The defence and Crown delivered their closing arguments on 15 May. Tasker's defence lawyer Marcus Zintl argued that Tasker's actions on 1 January 2025 were a "suicide attempt gone wrong." He said that Tasker had been depressed after his girlfriend had left him and wanted to rejoin his late father in the afterlife. Zintl said that the defendant had not intended to murder Fleming and wound Ramsay but had intended to lead Police on a car chase where he would crash his car and kill himself. Crown prosecutor Jackson Webber argued that Tasker had intended to kill Fleming and her colleagues by driving his vehicle into them. Webber argued that Tasker was motivated by his anger towards the Police and had made deliberate steps before and during the vehicle ramming attack to identify his victims and cause maximum harm.

On 18 May, Justice Mander summed up the case and the jury began deliberations at 12:22 pm. After three and a half hours of deliberation, the jury unanimously convicted Tasker of murdering Fleming and "intentionally causing grievous bodily harm" to Ramsay. Several relatives and colleagues of Fleming attending the court hearing. Mander remanded the defendant into custody for sentencing in July 2026. Police Commissioner Richard Chambers and Tasman District commander Superintendent Tracey Thompson welcomed the verdict and paid tribute to Fleming and her family.

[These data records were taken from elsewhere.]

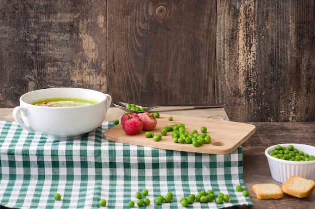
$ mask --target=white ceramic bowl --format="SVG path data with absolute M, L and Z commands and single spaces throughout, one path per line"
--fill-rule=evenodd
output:
M 285 147 L 292 144 L 294 148 L 304 153 L 315 155 L 315 147 L 301 144 L 280 144 Z M 278 145 L 278 144 L 277 144 Z M 275 180 L 283 183 L 292 175 L 312 179 L 315 181 L 315 160 L 309 161 L 294 161 L 278 159 L 271 156 L 269 152 L 275 149 L 273 145 L 267 148 L 265 151 L 267 156 L 271 176 Z
M 97 100 L 94 104 L 76 107 L 51 107 L 29 104 L 52 97 L 77 98 Z M 48 139 L 77 139 L 98 127 L 104 121 L 112 102 L 106 94 L 90 89 L 52 88 L 27 93 L 20 98 L 13 110 L 15 120 L 29 132 L 37 131 Z M 22 122 L 19 113 L 21 113 Z

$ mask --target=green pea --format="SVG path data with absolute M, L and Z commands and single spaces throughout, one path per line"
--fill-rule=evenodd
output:
M 185 143 L 186 144 L 190 144 L 191 143 L 191 139 L 189 137 L 186 137 L 186 138 L 185 139 Z
M 146 196 L 149 193 L 149 191 L 146 189 L 142 189 L 141 193 L 143 195 Z
M 56 193 L 55 194 L 55 199 L 56 200 L 60 200 L 61 199 L 61 195 L 59 193 Z
M 167 134 L 168 130 L 166 130 L 165 128 L 163 128 L 162 130 L 161 130 L 161 134 L 162 134 L 163 136 L 166 136 Z
M 243 196 L 248 196 L 249 195 L 250 195 L 250 192 L 249 192 L 247 190 L 243 190 Z
M 159 141 L 160 140 L 161 138 L 162 138 L 162 135 L 160 134 L 158 134 L 153 136 L 153 140 L 154 141 Z
M 100 205 L 101 206 L 105 206 L 106 205 L 106 200 L 104 199 L 100 199 L 100 201 L 99 201 L 99 204 L 100 204 Z
M 158 198 L 156 199 L 155 199 L 155 204 L 156 204 L 158 205 L 161 205 L 161 204 L 162 204 L 162 202 L 163 202 L 163 200 L 161 199 L 161 198 Z
M 198 141 L 198 140 L 195 140 L 194 141 L 193 141 L 193 146 L 194 146 L 195 147 L 198 147 L 198 146 L 199 146 L 199 142 Z
M 128 206 L 129 206 L 129 207 L 133 207 L 134 206 L 134 202 L 133 201 L 129 201 L 128 202 Z
M 207 128 L 205 126 L 202 126 L 201 128 L 200 128 L 200 131 L 201 131 L 201 133 L 205 133 L 207 132 Z
M 150 204 L 150 200 L 146 197 L 143 198 L 143 203 L 146 206 Z

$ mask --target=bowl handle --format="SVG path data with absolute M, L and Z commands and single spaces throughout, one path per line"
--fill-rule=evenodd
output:
M 112 97 L 107 94 L 104 94 L 106 96 L 106 110 L 108 110 L 109 107 L 111 106 L 112 104 Z
M 16 107 L 13 109 L 13 118 L 14 118 L 15 121 L 19 124 L 19 125 L 20 125 L 21 126 L 22 126 L 22 128 L 23 128 L 24 129 L 26 129 L 28 132 L 34 132 L 34 130 L 33 130 L 33 129 L 32 128 L 31 128 L 30 126 L 29 126 L 27 124 L 22 122 L 22 121 L 20 119 L 20 117 L 19 117 L 19 112 L 20 111 L 24 112 L 25 113 L 27 113 L 27 110 L 26 109 L 25 109 L 25 108 L 23 108 L 23 107 L 21 107 L 20 106 L 18 106 L 17 107 Z

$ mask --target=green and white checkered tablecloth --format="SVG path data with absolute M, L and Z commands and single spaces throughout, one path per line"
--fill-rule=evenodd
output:
M 249 197 L 235 191 L 241 185 L 243 155 L 173 151 L 102 139 L 112 127 L 104 122 L 80 140 L 53 141 L 23 130 L 15 122 L 0 121 L 0 205 L 16 208 L 128 208 L 134 194 L 146 188 L 145 208 L 183 208 L 180 199 L 203 189 L 228 194 L 223 204 L 195 201 L 190 208 L 223 208 L 246 204 Z M 155 204 L 172 192 L 170 203 Z M 56 193 L 62 198 L 55 200 Z M 100 206 L 100 199 L 107 204 Z M 135 206 L 138 207 L 138 206 Z

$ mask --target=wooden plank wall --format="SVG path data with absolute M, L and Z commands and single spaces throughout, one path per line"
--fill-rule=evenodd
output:
M 315 1 L 218 1 L 215 100 L 230 119 L 314 121 Z
M 143 105 L 224 102 L 314 121 L 314 0 L 0 1 L 0 108 L 88 88 Z

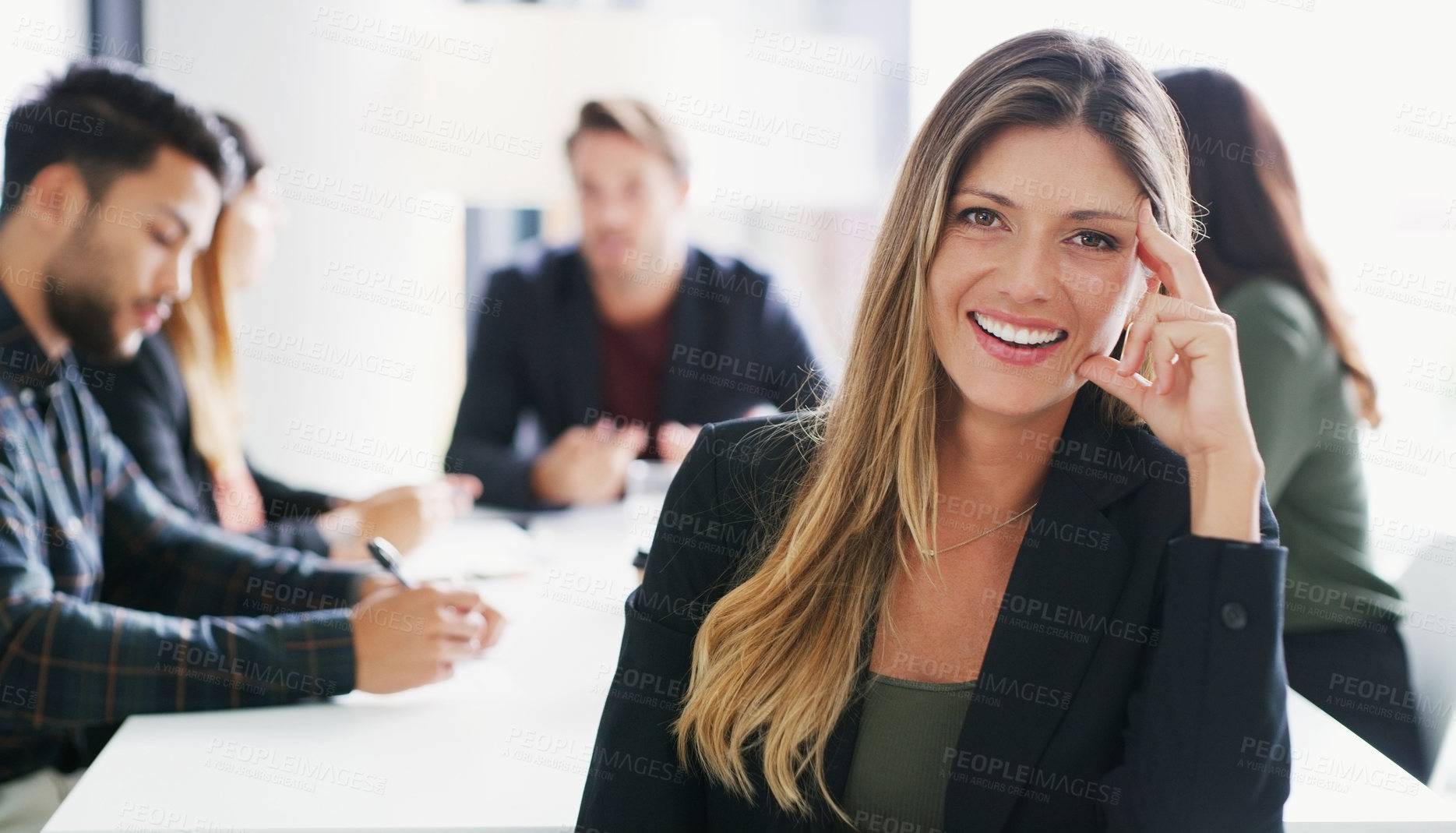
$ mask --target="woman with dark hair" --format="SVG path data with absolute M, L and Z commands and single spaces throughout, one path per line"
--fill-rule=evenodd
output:
M 242 189 L 223 207 L 213 245 L 194 264 L 192 293 L 162 333 L 143 341 L 111 387 L 93 390 L 149 479 L 191 514 L 259 540 L 367 559 L 364 542 L 411 550 L 434 527 L 467 511 L 480 492 L 470 475 L 387 489 L 348 501 L 293 489 L 255 472 L 243 456 L 243 412 L 233 364 L 229 296 L 255 284 L 272 261 L 282 207 L 248 131 L 218 115 L 245 163 Z
M 1111 41 L 961 73 L 843 384 L 683 462 L 578 830 L 1283 829 L 1284 549 L 1187 169 Z
M 1300 218 L 1294 172 L 1274 122 L 1227 73 L 1159 73 L 1178 106 L 1204 237 L 1194 252 L 1219 307 L 1238 322 L 1249 416 L 1268 500 L 1289 548 L 1289 683 L 1425 781 L 1399 593 L 1370 566 L 1360 457 L 1344 443 L 1379 425 L 1374 383 Z M 1340 680 L 1393 692 L 1379 703 Z M 1341 705 L 1342 703 L 1342 705 Z M 1372 708 L 1379 706 L 1379 708 Z

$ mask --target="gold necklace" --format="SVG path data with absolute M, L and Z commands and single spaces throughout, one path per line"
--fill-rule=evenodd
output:
M 992 529 L 989 529 L 989 530 L 986 530 L 986 532 L 983 532 L 980 534 L 974 534 L 974 536 L 962 540 L 961 543 L 957 543 L 957 545 L 952 545 L 952 546 L 946 546 L 946 548 L 942 548 L 942 549 L 926 549 L 926 550 L 922 550 L 922 555 L 925 555 L 926 558 L 935 558 L 935 556 L 941 555 L 942 552 L 951 552 L 952 549 L 960 549 L 960 548 L 971 543 L 973 540 L 980 540 L 980 539 L 989 536 L 990 533 L 999 530 L 1000 527 L 1009 524 L 1010 521 L 1019 518 L 1021 516 L 1029 513 L 1031 510 L 1037 508 L 1037 504 L 1040 504 L 1040 502 L 1041 501 L 1037 501 L 1037 502 L 1031 504 L 1029 507 L 1026 507 L 1026 508 L 1021 510 L 1019 513 L 1010 516 L 1009 518 L 1006 518 L 1002 523 L 993 526 Z

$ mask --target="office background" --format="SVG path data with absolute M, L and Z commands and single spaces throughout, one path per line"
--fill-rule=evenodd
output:
M 1456 529 L 1456 93 L 1425 9 L 6 0 L 0 77 L 9 108 L 118 54 L 252 128 L 290 220 L 236 316 L 249 450 L 364 495 L 440 469 L 486 269 L 572 239 L 562 141 L 587 98 L 642 98 L 683 131 L 695 239 L 770 269 L 833 366 L 900 156 L 971 58 L 1060 26 L 1155 68 L 1224 68 L 1284 134 L 1379 384 L 1386 421 L 1357 430 L 1379 566 L 1399 577 Z

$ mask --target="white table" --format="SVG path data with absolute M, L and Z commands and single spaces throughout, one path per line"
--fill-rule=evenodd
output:
M 529 536 L 459 523 L 411 569 L 527 569 L 480 584 L 511 620 L 486 658 L 390 696 L 132 716 L 47 833 L 571 830 L 636 581 L 635 514 L 574 510 Z M 507 555 L 460 558 L 486 546 Z M 1303 698 L 1289 708 L 1290 833 L 1456 832 L 1456 807 Z

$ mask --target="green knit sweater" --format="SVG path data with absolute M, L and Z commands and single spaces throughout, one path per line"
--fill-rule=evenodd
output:
M 1358 406 L 1313 304 L 1271 278 L 1224 293 L 1264 457 L 1270 505 L 1289 548 L 1284 629 L 1369 626 L 1399 593 L 1370 568 L 1370 510 Z

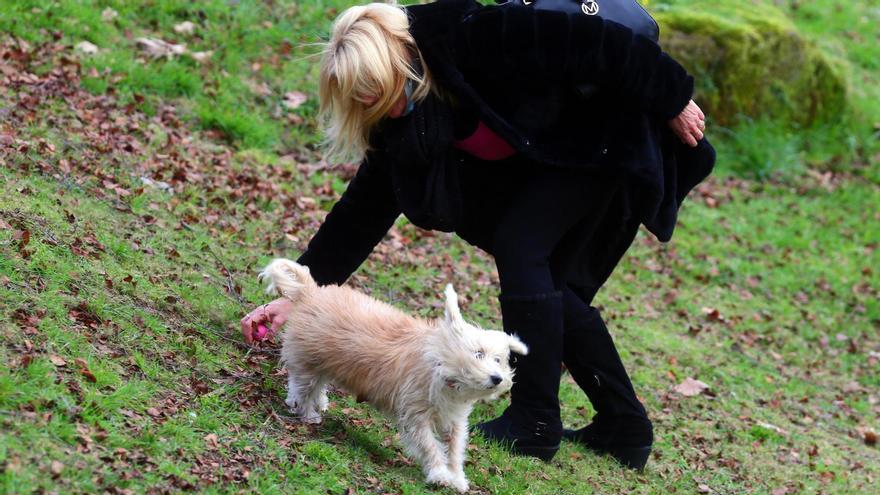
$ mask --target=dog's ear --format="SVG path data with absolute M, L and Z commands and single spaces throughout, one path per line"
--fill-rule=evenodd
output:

On 24 July 2026, Tasker was sentenced to life imprisonment with a non-parole period of 22 years at the Nelson High Court. Fleming's husband, daughter, son and colleague Senior Sergeant Adam Ramsay read victim impact statements.
==Aftermath==
===Memorials===
On 2 January 2025, Police Commissioner Richard Chambers issued a statement condemning Fleming's killing as "tragic and senseless." He also described her as the first policewoman in New Zealand to be killed in the line of duty. On 3 January, several people paid tribute to Fleming by laying flowers, balloons, handwritten cards, and letters at the base of the flagpole outside the Nelson Police Station. The New Zealand flag was also hung at half-mast. Pastor Jennifer Macleod of Stoke Baptist Church also delivered a bouquet of flowers on behalf of local Baptist congregations in honor of Fleming. On 16 January, hundreds of people including Police Commissioner Chambers attended Fleming's funeral at Nelson's Trafalgar Centre.

On 29 September, Fleming's family established a stone memorial to her in a garden outside Nelson's Central Police Station. Chambers and Police Minister Mark Mitchell attended the memorial's dedication ceremony and laid wreaths.

===Internal police investigation===
On 22 June 2025, The New Zealand Herald reported that an internal police investigation found that 50 Police employees had illegally accessed a file relating to the death of Fleming that was stored in an intelligence database called the National Intelligence Application (NIA). The NIA stores sensitive information about incidents, offending and the public. A Police spokesperson confirmed that the 50 individuals had been issued with warnings, with New Zealand Police Association president Chris Cahill describing the data breach as a serious offense that could lead to disciplinary actions including dismissal.